The difference between a TextureSample and a TextureObject, is that a TextureSample has already been looked up only once for each pixel on the screen. That position is defined by the input UVs at each pixel. At that point, when you are reading the output of the texture sample, it is no longer even a texture, but a simple color value for each screen pixel. Each pixel can be thought of as its own little processor that runs independently of the pixels next to it (for the most part anyways). All reference to the texture is completely lost after it has been sampled. There is no way to blur it like that, unless you manually place a bunch of sample nodes with offset coordinates, which plenty of people do. Material function “Blur Sample Offsets” provides the vectors to do so.
A TextureObject on the other hand, is an actual reference to the texture itself, and it allows multiple samples from different UV coordinates to be taken, using either code or material functions.
I think you mean that doing a simple downsample will result in visible bilinear filtering artifacts, rather than a smooth blur. That is true, but for extreme blurs, downsampling is still the first step of the process, depending on the level of blur desired. It takes less samples to remove the bilinear artifacts than it does to grow the blur radius at full resolution. Still, for many applications, you can simply use Mip Bias to look up the mip maps, which would be like what BrUnO suggested.
If you want a higher quality blur than the simple mip bias downsample, you need to use multiple samples, either manually or by passing a Texture Object to a function that will do it for you. There are methods to cut down on the number of samples, such as looking up at UV coordinates with a 1/2 texel offset to get one level of blur for free, or by passing your blur iteratively through a few render target passes.

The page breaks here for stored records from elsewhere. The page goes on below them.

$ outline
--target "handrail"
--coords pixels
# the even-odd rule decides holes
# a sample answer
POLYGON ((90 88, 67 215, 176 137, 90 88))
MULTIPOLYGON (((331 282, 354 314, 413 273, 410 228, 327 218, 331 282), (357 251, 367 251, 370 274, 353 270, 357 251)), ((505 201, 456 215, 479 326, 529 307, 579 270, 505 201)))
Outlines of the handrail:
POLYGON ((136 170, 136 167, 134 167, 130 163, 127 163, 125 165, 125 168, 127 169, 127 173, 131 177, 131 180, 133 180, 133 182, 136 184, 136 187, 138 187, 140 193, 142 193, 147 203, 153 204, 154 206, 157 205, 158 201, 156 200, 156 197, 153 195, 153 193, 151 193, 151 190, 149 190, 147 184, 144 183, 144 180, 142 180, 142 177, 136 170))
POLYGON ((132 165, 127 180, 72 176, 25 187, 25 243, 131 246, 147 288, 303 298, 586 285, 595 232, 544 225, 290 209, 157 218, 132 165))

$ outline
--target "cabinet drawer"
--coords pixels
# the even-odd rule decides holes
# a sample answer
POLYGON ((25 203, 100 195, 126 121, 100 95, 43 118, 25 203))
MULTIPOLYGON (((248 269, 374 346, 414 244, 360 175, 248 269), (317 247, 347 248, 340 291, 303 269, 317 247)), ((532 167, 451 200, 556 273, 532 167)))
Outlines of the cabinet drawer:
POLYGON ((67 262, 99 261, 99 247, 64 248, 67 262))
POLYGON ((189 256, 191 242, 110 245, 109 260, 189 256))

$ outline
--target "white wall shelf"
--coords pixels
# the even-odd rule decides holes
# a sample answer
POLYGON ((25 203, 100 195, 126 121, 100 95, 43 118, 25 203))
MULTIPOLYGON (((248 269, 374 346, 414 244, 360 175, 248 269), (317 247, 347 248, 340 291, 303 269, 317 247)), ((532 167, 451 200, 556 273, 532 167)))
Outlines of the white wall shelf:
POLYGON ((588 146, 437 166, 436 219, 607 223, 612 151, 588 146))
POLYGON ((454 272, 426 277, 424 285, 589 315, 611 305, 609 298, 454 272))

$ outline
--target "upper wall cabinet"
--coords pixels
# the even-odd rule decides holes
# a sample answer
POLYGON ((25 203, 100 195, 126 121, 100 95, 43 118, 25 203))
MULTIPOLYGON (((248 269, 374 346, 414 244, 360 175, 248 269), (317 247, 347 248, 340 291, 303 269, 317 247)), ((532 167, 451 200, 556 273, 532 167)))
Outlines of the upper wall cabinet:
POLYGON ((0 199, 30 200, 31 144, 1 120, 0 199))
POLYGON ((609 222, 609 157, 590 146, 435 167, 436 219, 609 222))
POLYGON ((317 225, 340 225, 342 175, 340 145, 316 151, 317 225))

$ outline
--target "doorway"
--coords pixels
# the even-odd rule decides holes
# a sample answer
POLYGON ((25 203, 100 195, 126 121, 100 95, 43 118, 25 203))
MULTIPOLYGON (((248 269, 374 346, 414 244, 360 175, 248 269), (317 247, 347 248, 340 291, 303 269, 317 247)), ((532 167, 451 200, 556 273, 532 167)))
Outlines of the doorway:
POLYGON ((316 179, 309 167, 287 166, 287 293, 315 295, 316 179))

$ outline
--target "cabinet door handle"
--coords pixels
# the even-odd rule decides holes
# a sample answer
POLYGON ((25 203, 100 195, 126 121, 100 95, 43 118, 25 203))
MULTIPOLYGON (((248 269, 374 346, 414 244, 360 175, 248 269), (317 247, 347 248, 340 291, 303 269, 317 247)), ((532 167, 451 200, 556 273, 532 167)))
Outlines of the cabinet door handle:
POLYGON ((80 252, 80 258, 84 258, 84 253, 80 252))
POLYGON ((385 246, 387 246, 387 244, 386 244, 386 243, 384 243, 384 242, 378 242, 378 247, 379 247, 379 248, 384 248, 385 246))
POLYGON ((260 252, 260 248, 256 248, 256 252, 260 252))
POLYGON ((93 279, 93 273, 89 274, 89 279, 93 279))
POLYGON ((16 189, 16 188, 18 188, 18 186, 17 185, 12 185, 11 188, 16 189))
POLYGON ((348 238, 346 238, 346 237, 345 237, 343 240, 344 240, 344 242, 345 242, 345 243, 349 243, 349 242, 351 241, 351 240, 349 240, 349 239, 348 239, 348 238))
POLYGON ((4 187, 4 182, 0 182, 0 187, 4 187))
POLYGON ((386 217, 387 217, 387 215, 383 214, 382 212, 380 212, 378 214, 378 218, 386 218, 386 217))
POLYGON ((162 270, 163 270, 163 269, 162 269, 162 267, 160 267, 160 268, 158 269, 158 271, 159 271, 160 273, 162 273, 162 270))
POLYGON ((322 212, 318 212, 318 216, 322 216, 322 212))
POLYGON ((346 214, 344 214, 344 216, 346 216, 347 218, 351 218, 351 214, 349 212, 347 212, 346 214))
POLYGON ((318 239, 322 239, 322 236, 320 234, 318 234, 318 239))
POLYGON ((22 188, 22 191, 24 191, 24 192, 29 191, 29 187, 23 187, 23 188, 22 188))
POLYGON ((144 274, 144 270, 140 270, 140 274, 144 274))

Using a scenecapture just to get the post process is indeed a pretty complicated setup and probably has a relatively bulky overhead cost, but it will require use of all of the above methods to roll your own blur that is faster than the gaussian post process in ue4. At what point that would tip in favor of the fixed overhead mentioned is a bit of an unknown as it could vary widely on different hardware.
So this begs the question, why exactly are you so adverse to texture objects?
edit a hacky method you could try is adding a small fraction of “Dither Temporal AA” to your texture UVs. By default that will cause a bit of a directional streak, but if you rotate the values over time it can spread it out. It will look smeary and messy though and objects moving over it will leave trails. Only works well if TemporalAA is used.